Monday , December 23, 2024

Why PayPal Plans to Extend Its Fast-Growing Venmo Service Into Merchant Payments

Up to now, PayPal Holdings Inc.’s Venmo payments service has been strictly a mobile person-to-person product appealing largely to twenty-somethings, but within a year users will be able to pay with Venmo at PayPal merchants if the parent company’s plan works out as expected.

PayPal disclosed Wednesday in its quarterly earnings call that it will start piloting Venmo as a payments service for merchants some time before the end of the year. The test will take place with “selected PayPal merchants,” said Dan Schulman, PayPal’s chief executive, during the call.

By the end of 2016, “hopefully [Venmo merchant payments will] be fully rolled out so that any Venmo user can pay at pretty much almost any PayPal merchant location,” Schulman added. PayPal acquired Venmo in 2013 when it bought its parent and developer, Chicago-based Braintree.

The impetus behind Venmo’s expansion to merchant payments lies in the P2P service’s fast growth coupled with PayPal’s need to widen its transaction margins. Venmo processed $2.1 billion in payments in the third quarter, tripling its volume from the year-ago period. But for the most part, Venmo P2P transactions are free to the user. By making it available for merchant payments, the company can start realizing its ordinary transaction fees, Schulman said.

“This [expansion] provides even more value to Venmo customers and at the same time allows us to start the monetization of our Venmo asset,” he told stock analysts during Wednesday’s call. Pricing for the new service will be on par with the average fee, or take rate, PayPal collects on its existing merchant services. “That is the goal and objective that we have with similar take rates,” Schulman said. “No change in take rate.”

This is especially important now. Long known as a payments service for mid-size and smaller online merchants, PayPal has been signing up larger retailers that have the heft to negotiate lower rates. It is now accepted, for example, at 73 of the 100 largest U.S. online merchants, as ranked by Internet Retailer magazine.

“We are having more strategic conversations on a daily basis with the largest merchants than we have ever had before,” Schulman noted during the call. Recent signings include Macy’s, REI, and Symantec. Macy’s, indeed, will accept PayPal in its stores as well as online.

The campaign to enlist large retailers is taking a toll on PayPal’s average transaction fee. Its third-quarter take rate was 3.24%, down 16 basis points from the second quarter and 15 points from a year ago. Its transaction margin, while still relatively healthy, dropped nearly a full percentage point from a year ago, to 62.3%.

One growing factor affecting transaction cost is the expansion of the Braintree unit. Without reporting a number, PayPal said Braintree’s volume is expected to quadruple for the year from what it was two years ago, when it was acquired.
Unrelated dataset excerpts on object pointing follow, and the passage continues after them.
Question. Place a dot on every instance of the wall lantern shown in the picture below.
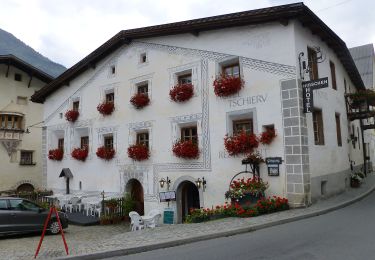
(165, 181)
(201, 183)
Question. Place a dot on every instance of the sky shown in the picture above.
(66, 31)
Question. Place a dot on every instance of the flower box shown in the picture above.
(186, 149)
(71, 115)
(56, 154)
(227, 85)
(138, 152)
(241, 143)
(181, 92)
(80, 154)
(106, 108)
(140, 100)
(105, 153)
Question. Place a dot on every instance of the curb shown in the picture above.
(134, 250)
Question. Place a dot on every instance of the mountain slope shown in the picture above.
(9, 44)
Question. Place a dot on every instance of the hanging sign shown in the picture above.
(307, 92)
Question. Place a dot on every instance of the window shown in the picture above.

But that growth also exerts pressure on margins because of the unit’s concentration in credit cards. Braintree’s cards-on-file base has grown from 56 million to 185 million in two years, according to PayPal.

“As Braintree becomes a greater percentage of our volume, the higher credit card mix results in increased transaction expense,” said John Rainey, PayPal’s chief financial officer, who also spoke during the earnings call.
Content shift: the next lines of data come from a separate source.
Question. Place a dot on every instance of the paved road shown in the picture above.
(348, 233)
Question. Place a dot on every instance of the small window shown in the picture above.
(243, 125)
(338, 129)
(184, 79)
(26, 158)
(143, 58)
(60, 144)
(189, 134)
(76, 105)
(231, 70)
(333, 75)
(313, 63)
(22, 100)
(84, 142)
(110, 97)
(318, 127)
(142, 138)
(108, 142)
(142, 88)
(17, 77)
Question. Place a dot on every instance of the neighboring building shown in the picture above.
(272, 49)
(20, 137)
PayPal reported strong growth in several closely watched areas. Its user count totaled 173 million active accounts, up from 169 million in the second quarter and from 157 million in the same quarter last year. The company has been adding accounts at a steady rate of about 4 million per quarter. Total payment volume was $69.7 billion, up from $67.5 billion in the second quarter and $58.3 billion a year ago.

Some 24% of that volume stems from mobile devices, up from 20% a year ago. Key to mobile growth for PayPal is the rollout of its One Touch technology, which it introduced earlier this year after it was developed by Braintree. The technology combats cart abandonment by allowing users to initiate transactions with a single click. Schulman reported half of the Internet Retailer 500 merchants, and 1 million merchants globally, have enabled One Touch, while 7 million consumer users worldwide have opted in for it.

PayPal is also providing technology for mobile transactions through Paydiant, a company it acquired earlier this year. Paydiant’s barcode-based system is the foundation for the CurrentC mobile-payments service from Merchant Customer Exchange LLC, a consortium of 40 major U.S. merchants.

Overall, PayPal generated 1.22 billion transactions for the quarter, up from 1.16 billion in the second quarter and from 972 million in the same period in 2014.